Heureusement pour moi et pour ma curiosité, j'entends du bruit dans le couloir. De peur, je lâche le téléphone et me cache sous le lit - parce que ça ne pourrait ne pas être Miho, et personne ne sait que je suis là. Je vois le bout des roues, et je commence à sortir. Mais comme il m'arrive d'être maladroit, je me cogne contre le bois, et je hurle très légèrement. On se fixe mutuellement, les dents serrées. Pris d'un élan de je ne sais quoi, je vais me planquer derrière la porte. Juste à temps, parce que celle-ci s'ouvre sur le père de mon petit-ami.

- Tout va bien, Mihovac ? Rien de cassé ?

- Je me suis coincé le doigt dans ma roue. Je vais aller le passer à l'eau et ça ira mieux. Désolé, je suis incroyablement maladroit lorsque je m'y mets.

Nos yeux se croisent quelques secondes, et je suis certain que si ses iris pouvaient lancer des éclairs, je ne serais plus qu'un tas de cendre au sol. J'ai manqué de nous faire repérer.

- D'accord.

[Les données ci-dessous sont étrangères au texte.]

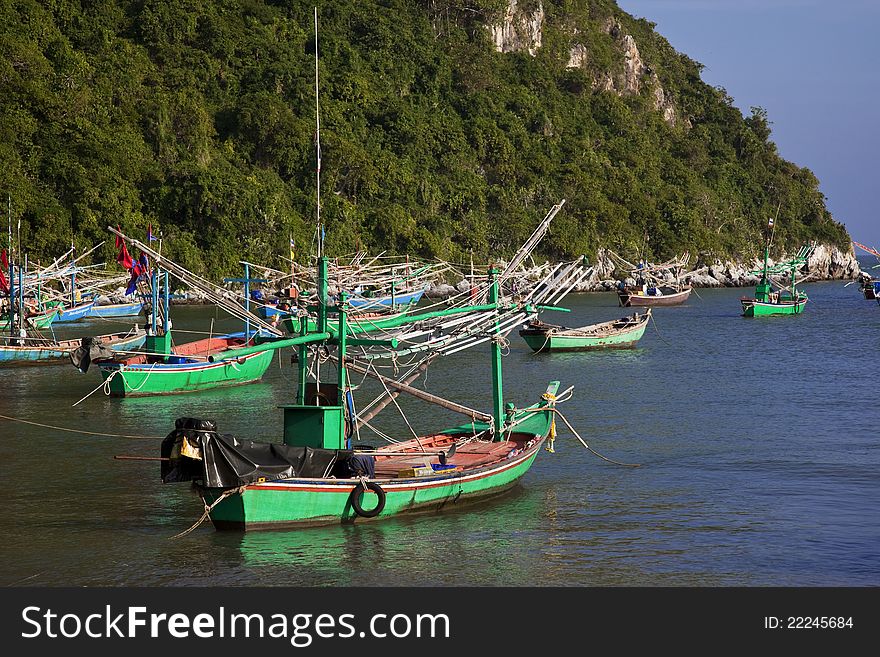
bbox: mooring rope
[0,415,165,440]
[71,370,122,406]
[169,484,248,540]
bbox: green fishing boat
[740,219,813,317]
[0,308,58,331]
[161,257,559,530]
[519,308,651,352]
[89,241,272,397]
[150,20,586,531]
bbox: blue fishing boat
[86,301,144,318]
[0,326,147,366]
[55,299,95,324]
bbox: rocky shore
[98,244,861,305]
[426,244,861,298]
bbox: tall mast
[489,265,504,440]
[315,7,324,258]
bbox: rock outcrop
[488,0,544,57]
[427,244,861,298]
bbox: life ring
[350,481,385,518]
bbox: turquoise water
[0,282,880,586]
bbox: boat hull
[0,332,146,366]
[0,308,58,331]
[519,322,647,352]
[87,302,144,317]
[96,351,272,397]
[740,298,808,317]
[204,439,543,531]
[617,288,691,308]
[55,301,95,324]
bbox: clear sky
[617,0,880,248]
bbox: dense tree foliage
[0,0,847,276]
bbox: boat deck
[373,434,533,479]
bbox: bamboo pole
[355,356,435,430]
[330,356,492,422]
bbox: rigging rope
[0,415,165,440]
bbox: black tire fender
[349,481,385,518]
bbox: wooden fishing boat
[853,240,880,300]
[0,327,146,366]
[740,286,809,317]
[519,308,651,352]
[48,300,95,324]
[348,287,428,311]
[168,381,559,531]
[161,258,559,530]
[0,308,58,331]
[740,219,813,317]
[94,333,272,397]
[617,285,691,308]
[85,250,272,397]
[143,26,582,530]
[87,301,144,318]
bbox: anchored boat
[0,327,147,365]
[92,246,272,397]
[608,251,691,308]
[161,257,572,530]
[740,219,813,317]
[519,308,651,352]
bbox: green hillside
[0,0,848,276]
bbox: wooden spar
[355,355,435,429]
[330,356,492,422]
[498,199,565,285]
[107,226,281,335]
[113,454,171,461]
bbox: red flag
[116,238,132,269]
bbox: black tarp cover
[162,418,351,488]
[68,337,116,373]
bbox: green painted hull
[99,351,272,397]
[520,326,645,351]
[0,310,58,331]
[203,403,553,531]
[205,440,543,530]
[742,297,808,317]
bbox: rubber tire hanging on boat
[350,481,385,518]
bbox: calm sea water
[0,282,880,586]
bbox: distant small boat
[740,219,813,317]
[0,308,58,331]
[519,308,651,352]
[49,301,95,324]
[617,285,691,308]
[0,327,146,365]
[93,333,273,397]
[87,301,144,317]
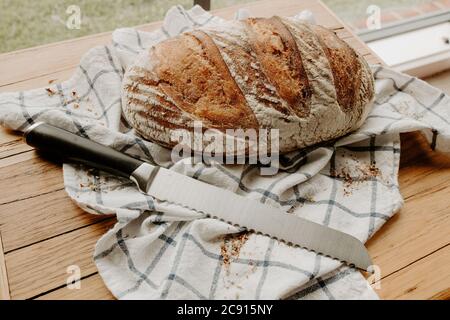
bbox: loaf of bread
[122,17,374,153]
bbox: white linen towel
[0,6,450,299]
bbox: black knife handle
[24,122,144,178]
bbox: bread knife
[24,122,372,271]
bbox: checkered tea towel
[0,6,450,299]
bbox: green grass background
[0,0,427,52]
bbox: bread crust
[122,17,374,153]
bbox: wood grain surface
[0,0,450,299]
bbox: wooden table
[0,0,450,299]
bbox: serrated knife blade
[25,123,372,271]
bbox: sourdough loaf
[123,17,374,153]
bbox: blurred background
[0,0,450,90]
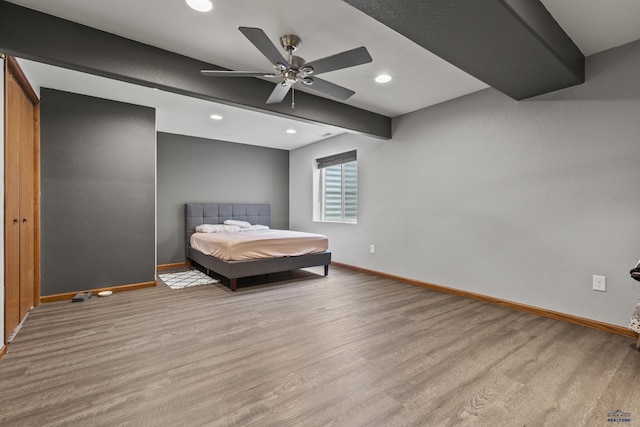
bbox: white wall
[0,59,5,348]
[290,42,640,326]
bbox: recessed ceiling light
[376,74,391,83]
[186,0,213,12]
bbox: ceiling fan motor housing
[280,34,302,53]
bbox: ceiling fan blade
[238,27,290,67]
[200,70,280,77]
[267,82,292,104]
[305,46,373,74]
[305,77,355,101]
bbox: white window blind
[316,150,358,222]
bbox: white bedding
[190,229,329,261]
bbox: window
[316,150,358,222]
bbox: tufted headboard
[184,203,271,253]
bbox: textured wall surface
[158,132,289,264]
[290,42,640,326]
[41,88,156,295]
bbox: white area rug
[158,270,218,289]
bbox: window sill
[313,219,358,224]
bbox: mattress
[190,229,329,261]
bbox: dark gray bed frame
[185,203,331,292]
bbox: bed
[185,203,331,292]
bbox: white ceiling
[10,0,640,149]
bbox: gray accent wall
[290,42,640,326]
[0,58,5,349]
[40,88,156,296]
[157,132,289,265]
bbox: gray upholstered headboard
[184,203,271,258]
[185,203,271,232]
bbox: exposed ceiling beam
[345,0,584,100]
[0,1,391,139]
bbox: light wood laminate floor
[0,267,640,427]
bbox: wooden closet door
[4,60,39,339]
[18,78,35,319]
[4,66,22,339]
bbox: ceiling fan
[201,27,373,108]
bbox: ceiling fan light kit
[201,27,373,108]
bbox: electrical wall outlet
[593,275,607,292]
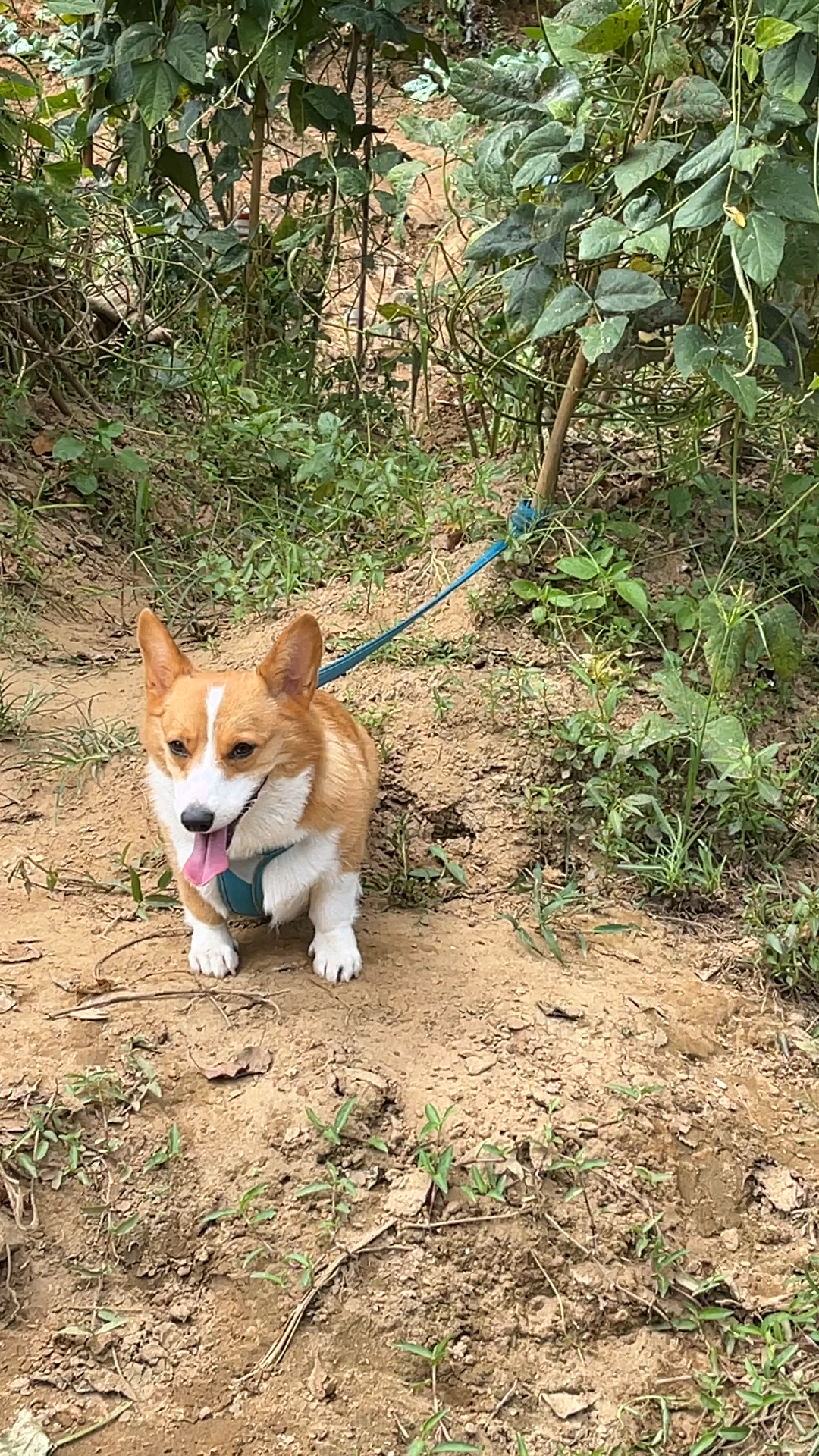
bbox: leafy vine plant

Fais plus attention la prochaine fois, tu nous as fait peur.

- Pas de problème !

La porte se referme et je respire nettement mieux. J'ai toujours les dents serrées, et je m'excuse platement auprès du croate.

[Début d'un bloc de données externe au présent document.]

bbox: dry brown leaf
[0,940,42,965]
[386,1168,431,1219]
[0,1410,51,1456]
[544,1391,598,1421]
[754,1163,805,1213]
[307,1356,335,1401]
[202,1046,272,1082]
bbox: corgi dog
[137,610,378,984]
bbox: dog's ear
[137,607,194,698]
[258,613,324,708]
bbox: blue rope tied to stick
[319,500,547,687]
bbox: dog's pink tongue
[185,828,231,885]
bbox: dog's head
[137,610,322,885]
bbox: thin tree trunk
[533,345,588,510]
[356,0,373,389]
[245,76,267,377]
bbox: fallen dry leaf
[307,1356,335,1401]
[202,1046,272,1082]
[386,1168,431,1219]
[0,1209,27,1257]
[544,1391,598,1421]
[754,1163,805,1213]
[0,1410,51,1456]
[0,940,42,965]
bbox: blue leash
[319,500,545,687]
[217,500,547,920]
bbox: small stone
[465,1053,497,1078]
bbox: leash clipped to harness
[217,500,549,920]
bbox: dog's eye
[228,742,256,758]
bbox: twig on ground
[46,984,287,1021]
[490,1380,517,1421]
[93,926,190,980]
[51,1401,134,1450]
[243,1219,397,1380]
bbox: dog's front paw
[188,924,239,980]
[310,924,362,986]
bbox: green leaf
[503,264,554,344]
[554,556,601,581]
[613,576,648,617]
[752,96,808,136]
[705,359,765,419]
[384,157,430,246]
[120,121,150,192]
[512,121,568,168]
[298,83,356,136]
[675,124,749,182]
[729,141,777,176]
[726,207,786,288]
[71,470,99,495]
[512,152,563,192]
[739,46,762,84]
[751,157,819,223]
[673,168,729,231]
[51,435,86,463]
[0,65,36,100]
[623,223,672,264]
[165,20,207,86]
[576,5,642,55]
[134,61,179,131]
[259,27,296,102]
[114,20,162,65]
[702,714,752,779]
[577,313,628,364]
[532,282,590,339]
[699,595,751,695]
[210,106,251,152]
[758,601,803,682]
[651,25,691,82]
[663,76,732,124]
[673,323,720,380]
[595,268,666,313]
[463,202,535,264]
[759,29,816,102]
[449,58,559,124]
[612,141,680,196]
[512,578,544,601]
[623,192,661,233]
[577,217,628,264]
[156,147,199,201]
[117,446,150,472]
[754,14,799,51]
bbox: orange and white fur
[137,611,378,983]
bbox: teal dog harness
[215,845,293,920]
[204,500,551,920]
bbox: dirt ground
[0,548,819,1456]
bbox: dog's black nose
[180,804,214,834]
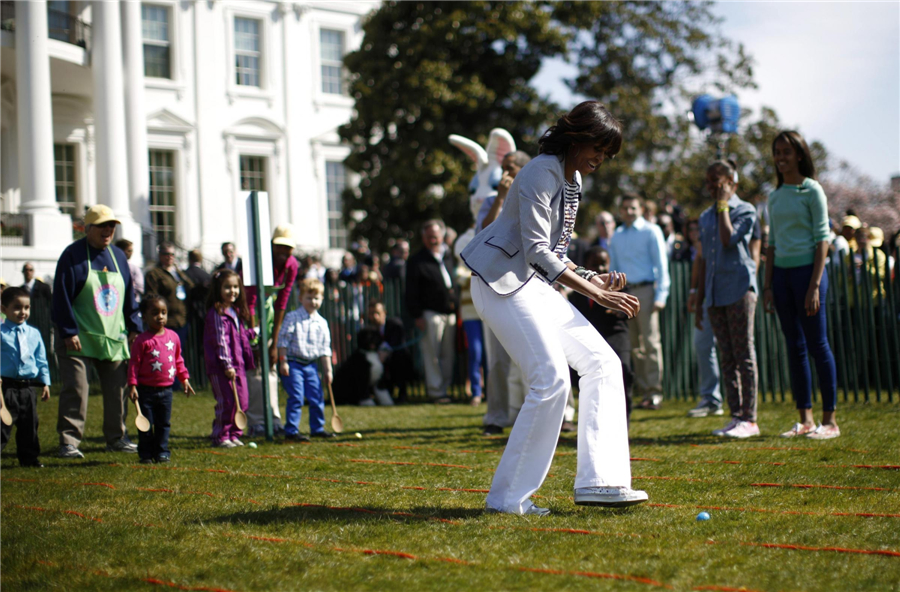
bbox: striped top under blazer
[460,154,582,296]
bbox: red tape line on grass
[744,477,894,491]
[37,559,234,592]
[706,541,900,557]
[225,534,672,589]
[647,503,900,518]
[112,463,900,518]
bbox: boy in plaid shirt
[277,279,334,442]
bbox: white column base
[24,209,72,253]
[113,216,145,267]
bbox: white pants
[482,325,521,428]
[422,310,456,399]
[472,279,631,514]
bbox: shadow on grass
[207,504,485,526]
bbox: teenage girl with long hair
[763,131,841,440]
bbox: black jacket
[406,248,456,319]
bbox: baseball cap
[841,216,862,230]
[869,226,884,249]
[272,224,297,249]
[84,204,122,226]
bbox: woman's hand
[591,271,628,292]
[806,286,819,317]
[592,280,641,319]
[763,288,775,314]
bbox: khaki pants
[628,284,663,399]
[422,310,456,399]
[56,326,128,448]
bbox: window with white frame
[234,17,262,87]
[53,144,76,216]
[141,4,172,78]
[325,161,347,249]
[241,155,266,191]
[149,150,176,241]
[319,29,346,95]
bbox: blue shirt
[278,306,331,360]
[0,319,50,386]
[50,238,141,338]
[609,217,669,302]
[700,195,759,306]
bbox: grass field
[0,393,900,592]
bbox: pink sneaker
[781,423,816,438]
[806,425,841,440]
[722,421,759,438]
[713,417,741,436]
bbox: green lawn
[0,393,900,592]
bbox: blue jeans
[281,360,325,436]
[463,319,487,397]
[772,265,837,411]
[694,307,722,407]
[138,385,172,460]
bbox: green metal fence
[24,253,900,402]
[661,251,900,402]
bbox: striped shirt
[278,306,331,360]
[553,179,581,261]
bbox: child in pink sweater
[128,294,194,464]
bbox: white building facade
[0,0,377,285]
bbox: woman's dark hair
[538,101,622,157]
[141,294,169,317]
[772,131,816,187]
[206,269,250,323]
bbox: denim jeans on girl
[772,265,837,411]
[138,385,172,460]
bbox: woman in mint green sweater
[763,131,841,440]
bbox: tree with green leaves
[340,2,565,248]
[340,0,816,248]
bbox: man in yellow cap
[51,204,140,458]
[247,224,300,435]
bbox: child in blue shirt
[278,279,334,442]
[0,288,50,467]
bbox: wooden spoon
[231,380,247,431]
[325,383,344,434]
[134,401,150,432]
[0,395,12,425]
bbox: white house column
[16,0,72,247]
[91,0,141,245]
[121,0,150,255]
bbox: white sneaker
[56,444,84,458]
[713,417,741,436]
[688,400,725,417]
[484,504,550,516]
[722,421,759,438]
[575,487,649,508]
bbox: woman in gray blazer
[461,101,647,516]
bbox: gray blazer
[460,154,581,296]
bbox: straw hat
[869,226,884,249]
[84,204,122,226]
[841,216,862,230]
[272,224,297,249]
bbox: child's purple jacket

- Tu m'as foutu une trouille bleue ! Sérieux, n'essaie plus de te cacher sous le lit, tu es trop grand pour ça. Et ce n'est pas discret, je t'ai tout de suite repéré.

- Désolé, encore une fois. C'est juste que... j'ai été surpris par le bruit.

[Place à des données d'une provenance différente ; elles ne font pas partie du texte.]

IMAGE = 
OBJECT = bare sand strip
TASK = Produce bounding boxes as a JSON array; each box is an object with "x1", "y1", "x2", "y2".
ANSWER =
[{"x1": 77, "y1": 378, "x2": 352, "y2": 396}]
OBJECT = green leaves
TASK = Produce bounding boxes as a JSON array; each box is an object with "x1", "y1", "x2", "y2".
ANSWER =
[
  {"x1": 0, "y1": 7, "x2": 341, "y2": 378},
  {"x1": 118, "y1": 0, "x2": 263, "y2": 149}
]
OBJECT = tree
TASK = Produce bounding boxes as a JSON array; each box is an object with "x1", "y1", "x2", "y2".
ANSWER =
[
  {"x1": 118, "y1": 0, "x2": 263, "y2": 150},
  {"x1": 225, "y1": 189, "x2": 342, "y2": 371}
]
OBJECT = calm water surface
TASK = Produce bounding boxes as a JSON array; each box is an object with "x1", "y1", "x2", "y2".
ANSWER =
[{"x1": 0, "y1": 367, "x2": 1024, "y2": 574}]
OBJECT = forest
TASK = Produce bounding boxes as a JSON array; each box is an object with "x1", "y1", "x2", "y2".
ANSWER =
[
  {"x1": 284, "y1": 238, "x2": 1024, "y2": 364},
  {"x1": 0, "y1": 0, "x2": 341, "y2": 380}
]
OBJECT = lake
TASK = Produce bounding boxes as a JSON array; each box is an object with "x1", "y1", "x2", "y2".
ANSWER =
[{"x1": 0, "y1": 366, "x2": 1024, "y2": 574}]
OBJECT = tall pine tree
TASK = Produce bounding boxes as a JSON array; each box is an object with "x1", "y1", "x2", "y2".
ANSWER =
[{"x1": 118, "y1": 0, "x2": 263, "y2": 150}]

Et puis j'étais plongé dans mes pensées parce que je viens juste de voir un message sur ton téléphone, qui m'a renvoyé quelques années en arrière, et qui ne me plaît pas beaucoup. Mais bien entendu, il vaut mieux éviter de dire ça, ou je risque de passer pour un fouineur.

Miho se réinstalle sur le lit, et frappe la place à côté de lui. Il me demande d'attraper son ordinateur portable sur le bureau, et je devine que nous allons regarder un film. J'aurais préféré aller me laver avant de me coucher, parce que je me connais. Je risque de m'endormir comme une souche, et ne pas me réveiller avant le lendemain. Sauf que le jeune homme ne semble pas de cet avis, et navigue rapidement dans son incroyable collection filmographique. Mes yeux s'arrêtent sur mon préféré, comme d'habitude. Même si je le regarde plusieurs fois par mois, je ne me lasserais jamais de Forest Gump.

Le plus drôle et le plus étrange là-dedans, c'est que je suis incapable d'expliquer comment cet amour indescriptible a commencé. Cette œuvre est plus vieille que moi, et je ne l'ai vue qu'à mes quatorze ans, pas plus tôt. Mais à mon goût, c'est un chef-d'œuvre. C'est plein d'espoir sur la vie, et même si la fin est mélancolique, elle n'est pas triste. Parce que Forest n'est pas tout seul. Il a son fils. Je crois aussi que je l'aime énormément à cause de la relation qu'a le héros avec sa mère. Fusionnelle, comme avec la mienne. Enfin, jusqu'à maintenant.